Talks

How to Ensure Systems Do What We Want and Take Care of Themselves

wroc_love.rb 2022

00:00:16.199 Okay, hi everyone.
00:00:25.439 My name is Michał Zajączkowski de Mezer, and I'm here from Naguro. My first takeaway is that no matter how much you prepare, you always encounter technical issues.
00:00:32.399 But the team here is amazing, so let's give them some applause.
00:00:44.460 I feel really privileged and honored to be here, to share my thoughts and perspective with you.
00:00:49.620 Especially since my presentation doesn't include a single Ruby line of code; in fact, it doesn't have any code at all. It's language agnostic.
00:00:56.120 Gathering all these thoughts has been very useful to me, and I hope that at least some of you wonderful people will find some useful or fresh insights.
00:01:21.540 Before I start, I would like to give special thanks to Mikhail Bronikowski, who contacted me to give this speech. I wouldn't be here without him.
00:01:34.200 Today, I'm going to discuss how to ensure systems do what we want and take care of themselves.
00:01:41.759 Sounds bold, right? Stability heaven.
00:01:50.159 I would really like to know about your experiences, but in my career as a back-end engineer, I often find myself and my colleagues operating in production.
00:01:55.640 More often than I would like, we are hot-fixing production, manipulating production data, and ensuring everything goes smoothly. This is bad for many reasons.
00:02:15.720 I believe these issues can be avoided by design, at least some of them. What I often see is that people struggle with not respecting or providing certain processing guarantees.
00:02:27.360 Of course, bugs create many issues; I won't give you any silver bullets, but I hope to provide you with a bag of hints and a useful perspective to consider for systems that will lead you toward this goal.
00:02:40.819 Let's start with a broad view. Any systems we build are made up of many components that process data and communicate with each other.
00:02:48.480 Here's my first piece of advice: when connecting these components, use a simple abstract pattern.
00:03:00.540 This will help you design and code components that take care of themselves.
00:03:08.940 We have various backgrounds here, so as these elements may sound a bit vague, let's drill down into the details.
00:03:24.060 I won’t be saying anything new; this is knowledge gathered from wiser people through many experiences. For the sake of simplicity, I'll use the abstraction of message-passing.
00:03:39.900 In message-passing, various actors send or receive messages and process data in between. A very important thing to remember is that failures can happen at any time.
00:03:45.239 No matter how good your system is, anything can break, and this is the most truthful fact in this world.
00:03:52.380 This message-passing concept can be applied to almost anything. We had great talks before about various communication patterns.
00:04:02.400 We've had discussions about queuing jobs and event sourcing. Many times, I was inspired by previous speakers discussing event-passing.
00:04:16.320 To continue, we need a few more terms to remember. We have three key terms: execution modes, processing guarantees, and delivery semantics.
00:04:31.680 Let’s go through them, and you will see they’re not too difficult. The first one is 'at most once.' This means that whenever I want to do something, I trigger it just once.
00:04:45.860 You have to be a bit paranoid about what you know about what you did to really understand what that means.
00:05:00.540 If I’m not sure whether I did something, even if I have some traits that suggest I might have done it, I won’t try again.
00:05:06.380 This may mean the action didn't actually happen, and that is the risk. The next execution mode is 'at least once,' which is the other side of being paranoid.
00:05:39.060 If I'm uncertain whether something was completed or executed, I will attempt to do it as many times as needed until I’m sure about it.
00:06:02.700 As you may imagine, the risk here is that an action can potentially happen multiple times, which is also not ideal.

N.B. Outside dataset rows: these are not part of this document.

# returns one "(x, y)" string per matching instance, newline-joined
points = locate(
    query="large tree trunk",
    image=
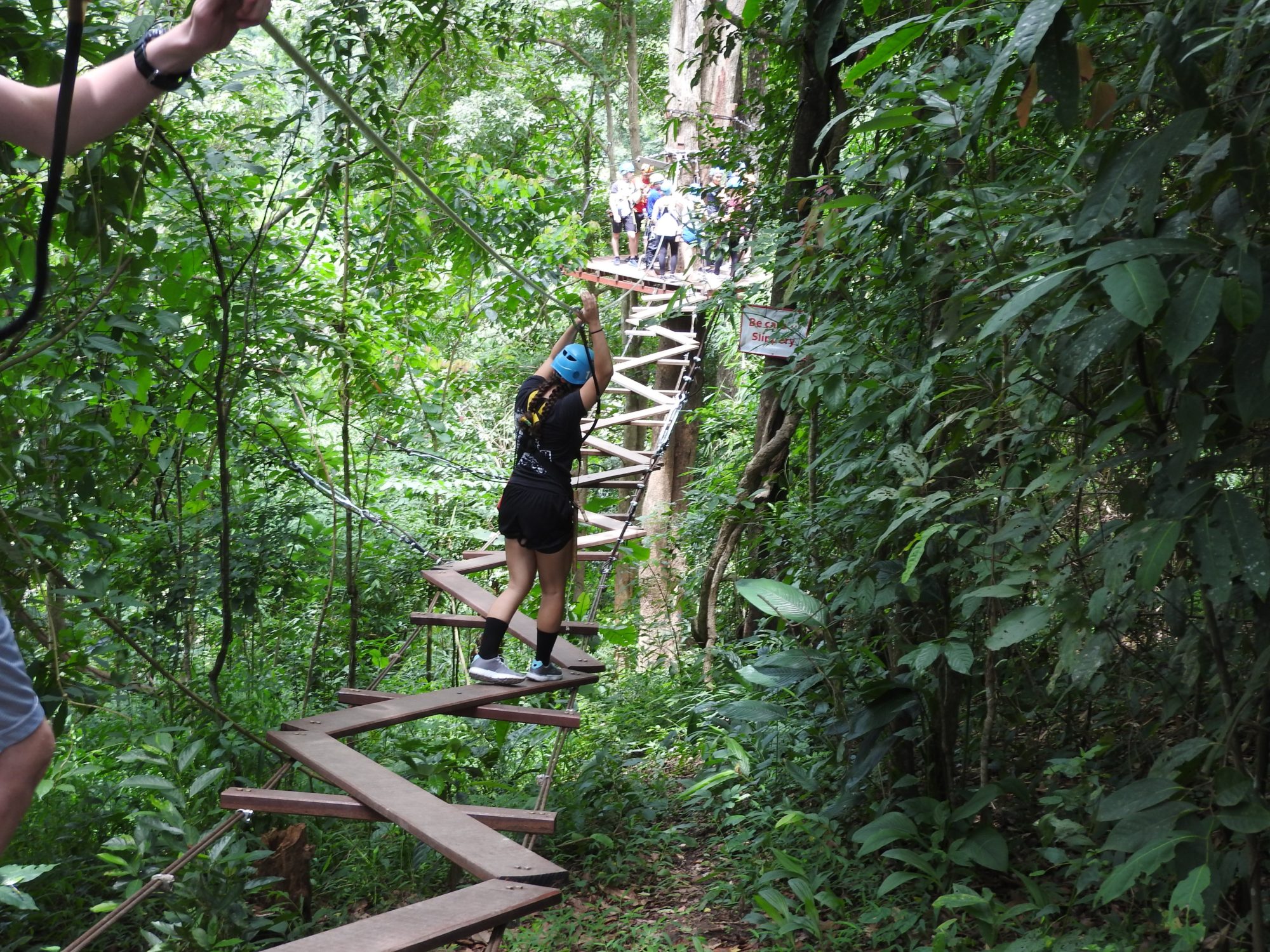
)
(632, 79)
(704, 82)
(660, 577)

00:06:15.479 What we all actually want is 'exactly once.' When a sender sends a message, the intention is to send it once. Similarly, when the receiver gets the message, they want it processed only once.
00:06:38.640 Achieving this is challenging and hard without a reliable mechanism to ensure it.

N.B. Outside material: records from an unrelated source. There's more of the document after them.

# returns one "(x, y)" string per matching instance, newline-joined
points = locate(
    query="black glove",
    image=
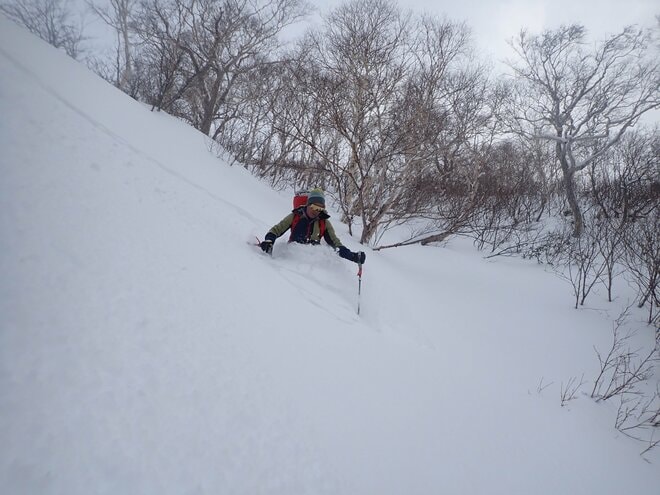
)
(346, 253)
(267, 244)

00:06:44.400 But we have a recipe, so let’s look at the first component of the recipe: 'at least once.' What does this mean in practice? It means we need to retry our messages.
00:07:00.540 Messages are crucial because we don't want to lose them. If we send a message and something breaks, we need to retry.
00:07:12.799 We want to ensure we receive confirmation of success. That's great, but what happens if the receiver is in trouble and the sender doesn’t know?